Les prix mondiaux des produits alimentaires ont augmenté en octobre (FAO)

7 novembre 2019

Si les prix du fromage, de la volaille et de l’huile de tournesol ont diminué, ceux des exportations des denrées de base telles que le blé, le maïs, le sucre et l’huile de palme ont augmenté. Et selon l’Organisation des Nations Unies pour l’alimentation et l’agriculture (FAO), pour la première fois en cinq mois, les prix mondiaux des produits alimentaires ont augmenté en octobre. 

L’Indice FAO des prix des produits alimentaires affichait une moyenne de 172,7 points en octobre, soit en hausse de 1,7% par rapport au mois précédent et de 6% par rapport à octobre 2018. Les prix des céréales ont ainsi augmenté de 4,2% au cours du mois, tandis que les prix des exportations de blé et de maïs ont fortement augmenté face aux prévisions faisant état d’une réduction des perspectives de récolte dans plusieurs grands pays producteurs et d’une bonne activité commerciale.

L’indice, qui est un indice pondéré par les échanges commerciaux et permet de suivre l’évolution mensuelle des principaux groupes de produits alimentaires, a été publié aujourd’hui par la FAO.

Légère baisse du prix du riz en raison de la faiblesse de la demande.

L’autre hausse relevée par l’agence onusienne basée à Rome a trait au prix du sucre qui a augmenté de 5,8% en octobre.
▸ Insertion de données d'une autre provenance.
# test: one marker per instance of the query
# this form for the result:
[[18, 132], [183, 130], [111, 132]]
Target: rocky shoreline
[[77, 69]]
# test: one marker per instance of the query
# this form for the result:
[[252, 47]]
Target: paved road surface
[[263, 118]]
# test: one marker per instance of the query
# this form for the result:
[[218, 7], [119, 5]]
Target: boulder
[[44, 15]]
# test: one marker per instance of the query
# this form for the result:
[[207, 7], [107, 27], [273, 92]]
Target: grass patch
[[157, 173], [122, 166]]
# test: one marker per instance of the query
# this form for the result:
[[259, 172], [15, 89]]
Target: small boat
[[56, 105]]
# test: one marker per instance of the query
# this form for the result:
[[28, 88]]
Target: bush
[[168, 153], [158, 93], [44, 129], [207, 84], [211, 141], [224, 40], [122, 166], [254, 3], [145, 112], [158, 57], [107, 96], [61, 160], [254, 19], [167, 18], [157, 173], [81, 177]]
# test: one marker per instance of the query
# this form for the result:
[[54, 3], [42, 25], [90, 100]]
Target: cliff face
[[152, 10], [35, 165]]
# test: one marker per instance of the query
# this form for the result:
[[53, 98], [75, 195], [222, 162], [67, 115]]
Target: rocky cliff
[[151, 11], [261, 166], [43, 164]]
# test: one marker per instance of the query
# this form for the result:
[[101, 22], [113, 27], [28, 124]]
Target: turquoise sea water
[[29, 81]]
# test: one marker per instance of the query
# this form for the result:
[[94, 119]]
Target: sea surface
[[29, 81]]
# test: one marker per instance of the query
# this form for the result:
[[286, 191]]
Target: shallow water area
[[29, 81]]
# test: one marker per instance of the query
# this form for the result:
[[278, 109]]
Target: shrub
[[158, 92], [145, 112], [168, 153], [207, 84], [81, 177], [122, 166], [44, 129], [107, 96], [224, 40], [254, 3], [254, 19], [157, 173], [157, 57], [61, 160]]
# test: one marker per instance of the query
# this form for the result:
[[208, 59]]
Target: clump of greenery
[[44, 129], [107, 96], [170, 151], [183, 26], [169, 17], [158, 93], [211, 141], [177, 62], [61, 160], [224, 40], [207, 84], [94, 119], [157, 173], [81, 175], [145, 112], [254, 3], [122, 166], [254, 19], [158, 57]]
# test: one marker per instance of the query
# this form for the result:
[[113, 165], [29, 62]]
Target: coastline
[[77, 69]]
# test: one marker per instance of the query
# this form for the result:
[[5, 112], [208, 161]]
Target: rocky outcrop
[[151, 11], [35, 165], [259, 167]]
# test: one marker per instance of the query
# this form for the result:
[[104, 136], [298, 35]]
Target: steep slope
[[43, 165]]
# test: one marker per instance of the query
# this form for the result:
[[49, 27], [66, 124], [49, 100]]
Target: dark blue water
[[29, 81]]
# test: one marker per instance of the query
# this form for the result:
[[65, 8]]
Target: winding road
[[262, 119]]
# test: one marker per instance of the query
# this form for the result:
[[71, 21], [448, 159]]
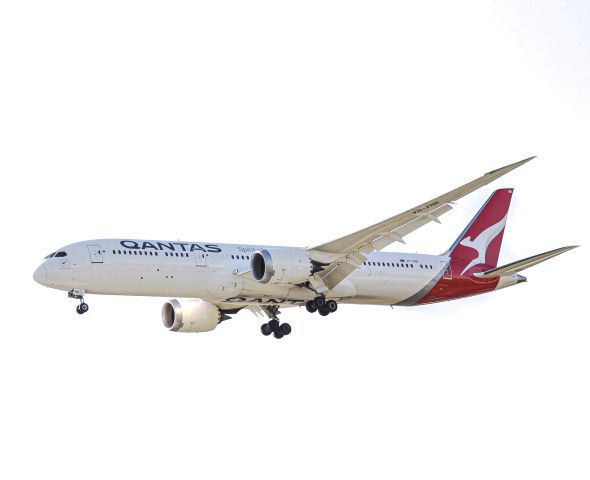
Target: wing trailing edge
[[520, 265]]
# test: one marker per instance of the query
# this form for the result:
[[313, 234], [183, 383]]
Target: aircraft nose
[[40, 275]]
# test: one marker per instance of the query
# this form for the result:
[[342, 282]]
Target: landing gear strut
[[321, 305], [78, 294], [279, 330]]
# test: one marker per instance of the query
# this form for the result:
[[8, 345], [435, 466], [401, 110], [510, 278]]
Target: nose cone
[[40, 275]]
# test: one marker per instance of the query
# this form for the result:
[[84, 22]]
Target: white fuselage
[[219, 273]]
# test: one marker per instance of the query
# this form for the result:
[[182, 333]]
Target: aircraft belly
[[386, 289]]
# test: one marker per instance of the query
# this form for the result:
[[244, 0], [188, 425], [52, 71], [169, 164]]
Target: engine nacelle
[[285, 266], [193, 316]]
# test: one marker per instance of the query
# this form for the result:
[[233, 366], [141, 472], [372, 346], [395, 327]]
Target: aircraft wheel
[[286, 328], [279, 334], [265, 329], [311, 306]]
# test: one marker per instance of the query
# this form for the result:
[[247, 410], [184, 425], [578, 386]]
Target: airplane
[[218, 280]]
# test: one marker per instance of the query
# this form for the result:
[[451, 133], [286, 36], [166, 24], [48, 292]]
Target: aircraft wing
[[350, 250], [516, 267]]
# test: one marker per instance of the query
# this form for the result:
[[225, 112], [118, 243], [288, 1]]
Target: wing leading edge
[[348, 252]]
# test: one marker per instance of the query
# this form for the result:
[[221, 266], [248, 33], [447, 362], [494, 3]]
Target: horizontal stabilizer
[[516, 267]]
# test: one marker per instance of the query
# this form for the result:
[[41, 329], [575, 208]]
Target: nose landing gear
[[279, 330], [78, 294]]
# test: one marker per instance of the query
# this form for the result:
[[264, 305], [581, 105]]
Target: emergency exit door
[[95, 253]]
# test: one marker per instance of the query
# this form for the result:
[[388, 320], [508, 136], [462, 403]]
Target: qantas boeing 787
[[219, 280]]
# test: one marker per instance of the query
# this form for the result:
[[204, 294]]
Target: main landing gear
[[279, 330], [78, 294], [321, 305]]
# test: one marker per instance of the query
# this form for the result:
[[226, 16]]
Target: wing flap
[[426, 211], [350, 250], [520, 265]]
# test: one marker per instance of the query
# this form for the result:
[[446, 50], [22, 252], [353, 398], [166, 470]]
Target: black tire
[[265, 329], [286, 328], [311, 306]]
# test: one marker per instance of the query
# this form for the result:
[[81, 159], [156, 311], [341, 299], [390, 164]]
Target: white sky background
[[292, 124]]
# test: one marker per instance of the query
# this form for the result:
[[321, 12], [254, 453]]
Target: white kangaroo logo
[[482, 242]]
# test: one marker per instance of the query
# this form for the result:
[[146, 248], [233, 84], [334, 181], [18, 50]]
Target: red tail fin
[[478, 247]]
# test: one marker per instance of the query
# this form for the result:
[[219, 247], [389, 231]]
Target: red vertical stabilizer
[[478, 247]]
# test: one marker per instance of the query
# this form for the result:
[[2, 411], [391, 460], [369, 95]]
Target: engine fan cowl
[[281, 266], [193, 316]]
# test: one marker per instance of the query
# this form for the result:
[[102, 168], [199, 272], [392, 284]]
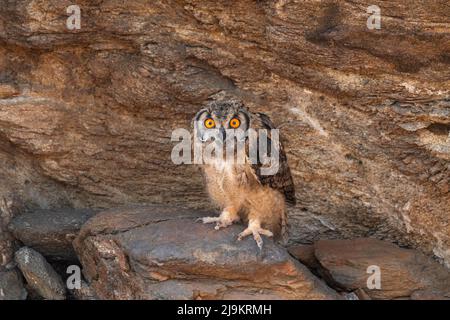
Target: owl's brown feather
[[282, 180], [241, 190]]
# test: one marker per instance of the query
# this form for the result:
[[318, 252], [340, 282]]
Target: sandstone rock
[[11, 286], [50, 232], [39, 274], [8, 91], [162, 253], [365, 113], [404, 273], [85, 292]]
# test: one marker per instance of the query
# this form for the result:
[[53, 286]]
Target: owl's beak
[[223, 133]]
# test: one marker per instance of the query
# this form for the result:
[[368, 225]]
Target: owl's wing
[[282, 180]]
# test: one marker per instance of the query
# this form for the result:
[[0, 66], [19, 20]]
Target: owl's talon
[[208, 219], [257, 231]]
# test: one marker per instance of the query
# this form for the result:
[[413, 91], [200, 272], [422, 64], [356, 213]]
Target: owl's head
[[219, 116]]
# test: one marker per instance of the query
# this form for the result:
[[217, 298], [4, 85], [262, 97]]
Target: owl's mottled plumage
[[241, 190]]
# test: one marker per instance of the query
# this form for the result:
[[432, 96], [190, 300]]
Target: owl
[[240, 189]]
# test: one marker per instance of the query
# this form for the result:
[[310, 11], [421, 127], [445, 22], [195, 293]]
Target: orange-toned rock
[[404, 273]]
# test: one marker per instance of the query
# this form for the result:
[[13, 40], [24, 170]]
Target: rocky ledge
[[161, 252]]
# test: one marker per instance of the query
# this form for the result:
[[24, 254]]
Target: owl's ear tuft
[[197, 116]]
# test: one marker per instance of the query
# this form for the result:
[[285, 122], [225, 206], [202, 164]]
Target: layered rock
[[50, 232], [376, 269], [163, 253], [86, 115], [11, 286], [40, 275]]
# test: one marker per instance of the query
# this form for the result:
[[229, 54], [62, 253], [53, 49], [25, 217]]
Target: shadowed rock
[[39, 274], [50, 232], [162, 253], [403, 273], [11, 286]]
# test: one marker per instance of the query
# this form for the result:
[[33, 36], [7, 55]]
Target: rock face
[[50, 232], [11, 286], [39, 274], [404, 273], [86, 115], [162, 253]]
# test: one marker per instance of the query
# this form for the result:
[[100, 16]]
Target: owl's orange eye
[[235, 123], [209, 123]]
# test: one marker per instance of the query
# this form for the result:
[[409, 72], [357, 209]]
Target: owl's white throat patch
[[260, 147]]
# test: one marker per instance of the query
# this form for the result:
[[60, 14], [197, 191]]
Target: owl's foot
[[226, 218], [255, 229]]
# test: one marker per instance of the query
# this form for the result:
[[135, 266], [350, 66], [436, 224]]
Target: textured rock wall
[[86, 115]]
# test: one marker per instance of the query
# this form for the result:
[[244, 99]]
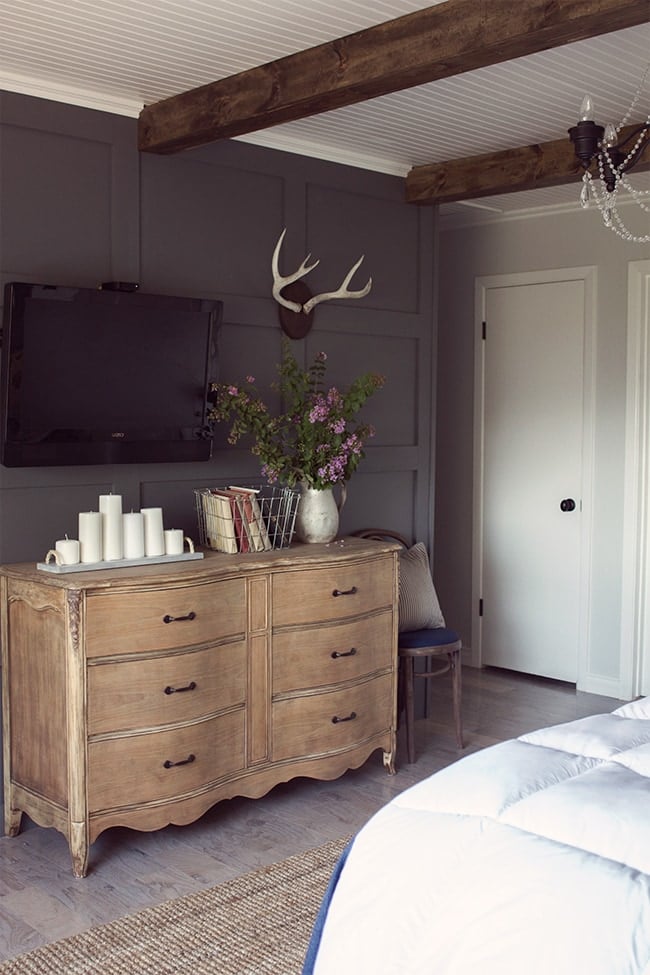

Une augmentation qui n’est pas étrangère aux prévisions faisant état de stocks plus restreints pour l’année prochaine, en raison notamment de la baisse attendue de la production de sucre en Inde et en Thaïlande, respectivement le plus important producteur de sucre au monde et le plus important exportateur de sucre au monde.

Le prix des huiles végétales a également augmenté, avec une hausse de 0,5% qui a permis d’atteindre son plus haut niveau en un peu plus d’un an. Les cotations pour l’huile de palme ont progressé grâce à l’introduction de nouveaux mandats pour l’utilisation de biodiesel en Indonésie, à une demande d’importations soutenue et à un ralentissement prévu de la croissance de la production, tandis que les cotations pour l’huile de tournesol ont chuté face au caractère exceptionnel des récoltes enregistrées dans la région de la mer Noire.

En outre, le prix de la viande a augmenté de 0,9% en raison de la hausse de la demande d’importation pour la viande bovine et ovine, en particulier en provenance de Chine. Les prix de la viande porcine ont augmenté modérément, tandis que ceux pour la viande de volaille ont baissé en raison de meilleures disponibilités à l’exportation.

En revanche, l’Indice FAO des prix des produits laitiers a également noté une baisse de 0,7% en octobre alors que la baisse des cotations pour les prix du fromage a permis de compenser celles du lait écrémé et de la poudre de lait entier. La FAO rappelle aussi que les prix de certaines céréales comme le riz ont diminué en raison de la faiblesse de la demande et de perspectives indiquant des récoltes de riz basmati relativement abondantes. 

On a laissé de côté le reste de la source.